Buy the Tails
Keep your eye on one thing and one thing only: how much government is spending, because that's the true tax. There is no such thing as an unbalanced Federal budget: you are paying for it. If you are not paying for it in the form of explicit tax, you're paying for it indirectly in the form of inflation.
- Milton Friedman
September 2024
An emergency cut without an emergency. The Fed shifted its reaction function to the extreme dovish side, as it cut in the face of stable jobless claims, and near record market valuations.
Investors cheered the Fed reaction, as valuations increased further. The logical conclusion is: if the Fed cuts 50bps during good times, that means they are ready to support markets during the bad.
Put simply: the goldilocks party is on, and everyone’s invited. The problem is, the party’s a bit crowded and the music might stop, eventually. A soft landing is the consensus view amongst nearly 80% of investors and is now nearly fully priced into risk assets. What’s mispriced are the tails.

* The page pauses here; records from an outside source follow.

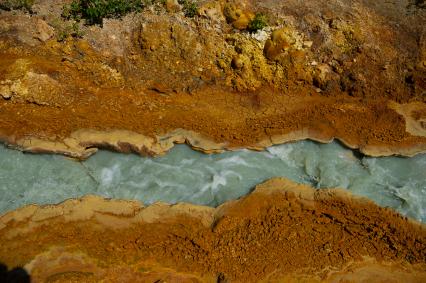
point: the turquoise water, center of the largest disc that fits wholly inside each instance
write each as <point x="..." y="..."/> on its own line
<point x="184" y="175"/>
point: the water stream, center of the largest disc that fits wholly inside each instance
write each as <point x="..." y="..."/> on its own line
<point x="184" y="175"/>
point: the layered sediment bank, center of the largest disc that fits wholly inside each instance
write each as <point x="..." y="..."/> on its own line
<point x="294" y="231"/>
<point x="321" y="70"/>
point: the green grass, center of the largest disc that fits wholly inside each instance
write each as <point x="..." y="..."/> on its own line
<point x="9" y="5"/>
<point x="190" y="8"/>
<point x="260" y="21"/>
<point x="94" y="11"/>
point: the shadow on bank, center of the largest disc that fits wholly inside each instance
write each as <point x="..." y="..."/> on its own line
<point x="16" y="275"/>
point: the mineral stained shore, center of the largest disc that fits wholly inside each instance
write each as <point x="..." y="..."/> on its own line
<point x="351" y="70"/>
<point x="280" y="232"/>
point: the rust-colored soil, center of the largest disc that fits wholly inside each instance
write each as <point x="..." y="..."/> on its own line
<point x="334" y="77"/>
<point x="280" y="231"/>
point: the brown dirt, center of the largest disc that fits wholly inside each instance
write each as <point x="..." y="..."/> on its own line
<point x="157" y="73"/>
<point x="280" y="231"/>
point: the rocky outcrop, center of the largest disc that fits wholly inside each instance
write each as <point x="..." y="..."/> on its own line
<point x="319" y="71"/>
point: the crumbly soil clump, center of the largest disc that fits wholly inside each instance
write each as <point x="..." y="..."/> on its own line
<point x="281" y="231"/>
<point x="327" y="68"/>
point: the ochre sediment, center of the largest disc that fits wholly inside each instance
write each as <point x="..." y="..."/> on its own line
<point x="82" y="143"/>
<point x="281" y="231"/>
<point x="319" y="71"/>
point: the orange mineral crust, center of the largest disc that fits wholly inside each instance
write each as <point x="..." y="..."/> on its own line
<point x="320" y="70"/>
<point x="281" y="231"/>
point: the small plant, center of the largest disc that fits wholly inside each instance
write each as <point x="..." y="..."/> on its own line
<point x="259" y="22"/>
<point x="72" y="30"/>
<point x="9" y="5"/>
<point x="190" y="8"/>
<point x="94" y="11"/>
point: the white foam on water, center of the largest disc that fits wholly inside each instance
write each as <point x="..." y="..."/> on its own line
<point x="184" y="175"/>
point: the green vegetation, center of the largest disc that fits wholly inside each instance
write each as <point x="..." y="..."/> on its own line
<point x="190" y="8"/>
<point x="259" y="22"/>
<point x="9" y="5"/>
<point x="72" y="30"/>
<point x="94" y="11"/>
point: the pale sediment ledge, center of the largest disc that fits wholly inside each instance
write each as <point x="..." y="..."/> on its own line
<point x="85" y="142"/>
<point x="315" y="235"/>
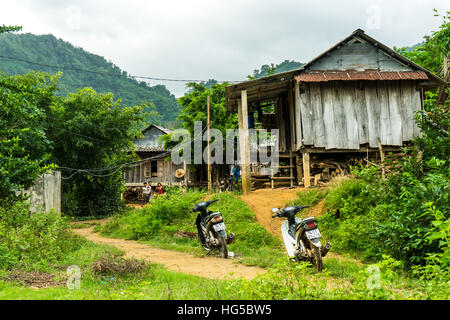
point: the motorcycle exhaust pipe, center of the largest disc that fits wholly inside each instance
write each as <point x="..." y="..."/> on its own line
<point x="326" y="249"/>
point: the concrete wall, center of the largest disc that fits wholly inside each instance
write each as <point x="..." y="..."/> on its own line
<point x="46" y="193"/>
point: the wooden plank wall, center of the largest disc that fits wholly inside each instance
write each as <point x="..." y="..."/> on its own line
<point x="347" y="114"/>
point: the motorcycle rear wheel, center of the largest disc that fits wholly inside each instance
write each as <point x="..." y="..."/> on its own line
<point x="223" y="246"/>
<point x="317" y="259"/>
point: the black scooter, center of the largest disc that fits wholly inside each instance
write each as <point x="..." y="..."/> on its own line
<point x="301" y="237"/>
<point x="211" y="229"/>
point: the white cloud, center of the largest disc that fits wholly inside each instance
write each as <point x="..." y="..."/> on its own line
<point x="225" y="40"/>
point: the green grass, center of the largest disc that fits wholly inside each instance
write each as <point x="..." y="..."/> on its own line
<point x="342" y="279"/>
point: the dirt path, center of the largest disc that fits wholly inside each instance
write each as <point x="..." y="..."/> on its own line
<point x="263" y="200"/>
<point x="209" y="267"/>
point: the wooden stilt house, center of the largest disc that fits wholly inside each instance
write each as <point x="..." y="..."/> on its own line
<point x="352" y="101"/>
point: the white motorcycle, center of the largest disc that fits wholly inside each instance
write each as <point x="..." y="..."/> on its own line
<point x="301" y="237"/>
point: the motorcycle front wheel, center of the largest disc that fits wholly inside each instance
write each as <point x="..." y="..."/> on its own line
<point x="317" y="259"/>
<point x="223" y="250"/>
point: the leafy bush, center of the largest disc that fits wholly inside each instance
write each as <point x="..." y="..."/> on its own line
<point x="33" y="240"/>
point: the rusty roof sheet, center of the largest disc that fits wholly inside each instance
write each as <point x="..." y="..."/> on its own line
<point x="360" y="75"/>
<point x="148" y="148"/>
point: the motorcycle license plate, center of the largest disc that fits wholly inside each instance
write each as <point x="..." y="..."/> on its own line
<point x="313" y="234"/>
<point x="219" y="226"/>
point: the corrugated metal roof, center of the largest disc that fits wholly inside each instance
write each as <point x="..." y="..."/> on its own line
<point x="361" y="75"/>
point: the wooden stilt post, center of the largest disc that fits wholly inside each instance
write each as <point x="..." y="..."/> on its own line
<point x="383" y="173"/>
<point x="299" y="170"/>
<point x="306" y="173"/>
<point x="291" y="169"/>
<point x="244" y="143"/>
<point x="209" y="151"/>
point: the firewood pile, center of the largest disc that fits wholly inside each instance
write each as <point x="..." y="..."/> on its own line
<point x="260" y="181"/>
<point x="324" y="170"/>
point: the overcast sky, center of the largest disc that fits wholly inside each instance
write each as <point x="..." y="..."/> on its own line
<point x="224" y="40"/>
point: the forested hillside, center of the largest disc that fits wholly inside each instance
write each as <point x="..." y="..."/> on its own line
<point x="286" y="65"/>
<point x="46" y="49"/>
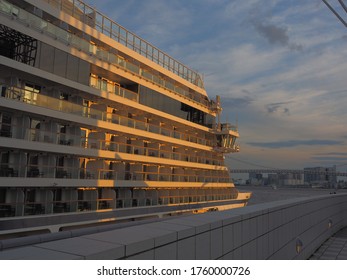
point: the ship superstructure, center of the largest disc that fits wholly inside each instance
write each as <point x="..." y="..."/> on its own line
<point x="98" y="125"/>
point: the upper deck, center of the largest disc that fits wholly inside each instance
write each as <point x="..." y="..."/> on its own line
<point x="115" y="31"/>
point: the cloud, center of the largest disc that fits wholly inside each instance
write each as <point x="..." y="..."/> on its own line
<point x="276" y="35"/>
<point x="294" y="143"/>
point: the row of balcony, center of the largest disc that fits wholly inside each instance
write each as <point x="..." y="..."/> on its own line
<point x="103" y="24"/>
<point x="91" y="49"/>
<point x="146" y="198"/>
<point x="45" y="101"/>
<point x="99" y="142"/>
<point x="52" y="171"/>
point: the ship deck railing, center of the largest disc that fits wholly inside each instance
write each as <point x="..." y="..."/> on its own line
<point x="85" y="46"/>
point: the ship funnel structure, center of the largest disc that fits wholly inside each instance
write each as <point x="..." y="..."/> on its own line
<point x="226" y="133"/>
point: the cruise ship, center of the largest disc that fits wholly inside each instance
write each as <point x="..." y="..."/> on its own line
<point x="99" y="126"/>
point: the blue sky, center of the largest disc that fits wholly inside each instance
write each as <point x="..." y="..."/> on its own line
<point x="279" y="66"/>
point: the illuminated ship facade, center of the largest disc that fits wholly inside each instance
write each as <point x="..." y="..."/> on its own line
<point x="98" y="125"/>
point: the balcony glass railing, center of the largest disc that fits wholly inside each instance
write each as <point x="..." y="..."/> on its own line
<point x="64" y="106"/>
<point x="82" y="45"/>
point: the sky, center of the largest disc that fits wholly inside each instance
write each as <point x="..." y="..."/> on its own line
<point x="279" y="66"/>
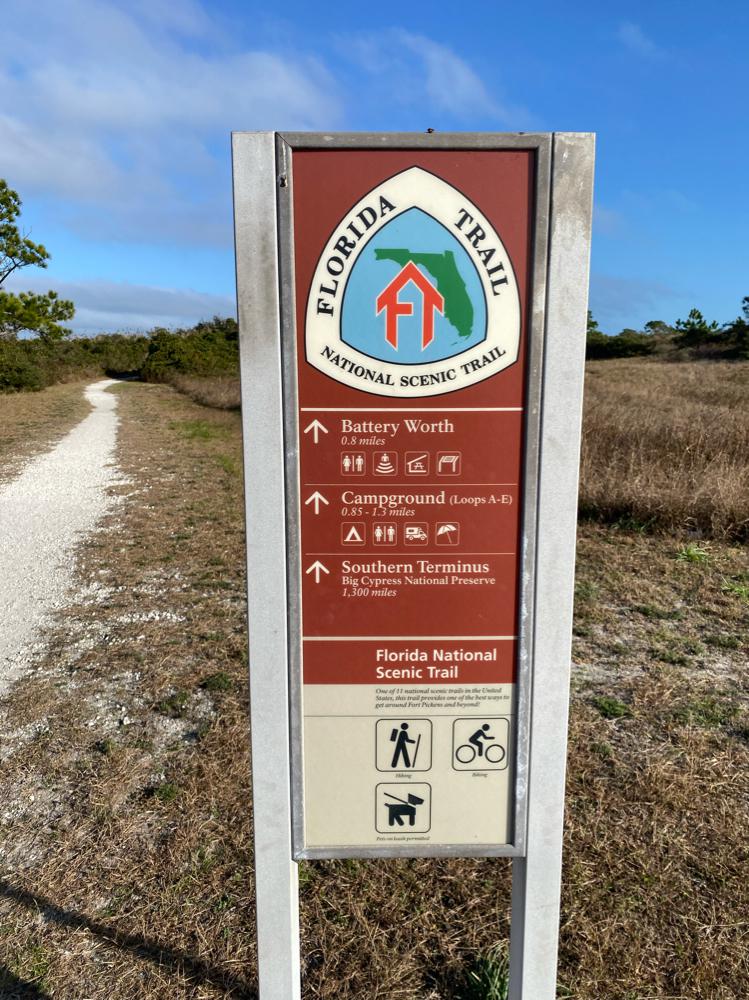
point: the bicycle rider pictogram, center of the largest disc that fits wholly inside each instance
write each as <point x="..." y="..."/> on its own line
<point x="480" y="747"/>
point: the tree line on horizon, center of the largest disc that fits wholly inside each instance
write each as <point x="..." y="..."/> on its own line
<point x="211" y="348"/>
<point x="694" y="337"/>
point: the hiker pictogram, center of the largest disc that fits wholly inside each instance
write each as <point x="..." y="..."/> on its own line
<point x="404" y="744"/>
<point x="394" y="308"/>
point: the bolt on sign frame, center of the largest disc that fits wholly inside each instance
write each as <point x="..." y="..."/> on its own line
<point x="295" y="194"/>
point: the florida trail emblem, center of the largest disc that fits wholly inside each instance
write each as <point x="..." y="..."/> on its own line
<point x="414" y="294"/>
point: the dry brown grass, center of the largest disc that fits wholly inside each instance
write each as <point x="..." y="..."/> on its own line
<point x="666" y="445"/>
<point x="125" y="838"/>
<point x="30" y="422"/>
<point x="221" y="393"/>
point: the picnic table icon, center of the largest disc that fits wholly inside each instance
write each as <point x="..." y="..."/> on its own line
<point x="401" y="809"/>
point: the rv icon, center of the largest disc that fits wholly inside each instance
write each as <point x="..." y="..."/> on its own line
<point x="403" y="807"/>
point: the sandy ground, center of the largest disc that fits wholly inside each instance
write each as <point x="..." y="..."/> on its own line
<point x="45" y="513"/>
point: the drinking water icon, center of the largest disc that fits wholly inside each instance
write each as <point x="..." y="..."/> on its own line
<point x="403" y="807"/>
<point x="403" y="744"/>
<point x="385" y="463"/>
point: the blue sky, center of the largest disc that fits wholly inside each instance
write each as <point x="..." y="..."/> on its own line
<point x="115" y="121"/>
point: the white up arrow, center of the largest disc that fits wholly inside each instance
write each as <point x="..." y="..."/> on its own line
<point x="317" y="568"/>
<point x="317" y="498"/>
<point x="315" y="427"/>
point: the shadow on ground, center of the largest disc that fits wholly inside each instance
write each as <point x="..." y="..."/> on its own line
<point x="153" y="951"/>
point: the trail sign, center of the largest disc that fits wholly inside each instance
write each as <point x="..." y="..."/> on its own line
<point x="412" y="316"/>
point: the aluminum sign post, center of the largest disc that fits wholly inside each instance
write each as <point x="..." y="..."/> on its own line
<point x="412" y="315"/>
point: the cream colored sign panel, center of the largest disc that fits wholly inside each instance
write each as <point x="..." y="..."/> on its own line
<point x="407" y="777"/>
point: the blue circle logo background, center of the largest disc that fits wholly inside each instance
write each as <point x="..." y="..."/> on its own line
<point x="414" y="235"/>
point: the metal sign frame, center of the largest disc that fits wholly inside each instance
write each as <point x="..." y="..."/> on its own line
<point x="263" y="187"/>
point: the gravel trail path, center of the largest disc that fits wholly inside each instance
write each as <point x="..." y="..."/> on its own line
<point x="45" y="512"/>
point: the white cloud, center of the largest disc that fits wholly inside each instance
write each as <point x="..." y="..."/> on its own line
<point x="606" y="220"/>
<point x="634" y="38"/>
<point x="106" y="306"/>
<point x="124" y="110"/>
<point x="617" y="302"/>
<point x="420" y="72"/>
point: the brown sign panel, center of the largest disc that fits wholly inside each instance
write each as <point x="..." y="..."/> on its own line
<point x="412" y="274"/>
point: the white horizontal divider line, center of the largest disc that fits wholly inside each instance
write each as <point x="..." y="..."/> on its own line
<point x="410" y="638"/>
<point x="411" y="409"/>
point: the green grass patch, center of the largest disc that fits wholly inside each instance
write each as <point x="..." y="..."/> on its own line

Starting from the current situation of a soft landing, with disinflation and resilient growth, the scenarios for the next year can be widely divergent. On the one tail, both Democrats and Republicans have promised to keep spending. A Republican sweep could deliver a rapid fiscal boost to the US economy, boosting inflation together with tariffs on imports. But the Democrats, too, are likely to continue fiscal handouts to the poorest consumers, which have proven to be more inflationary than tax cuts. On the other tail, a divided Congress could fail to deliver enough stimulus to extend the cycle, pushing growth lower and increasing the probability of a recession.
In today’s new geopolitical environment, low inflation and solid growth are a fragile equilibrium that will be tested over the coming months. The clock is ticking.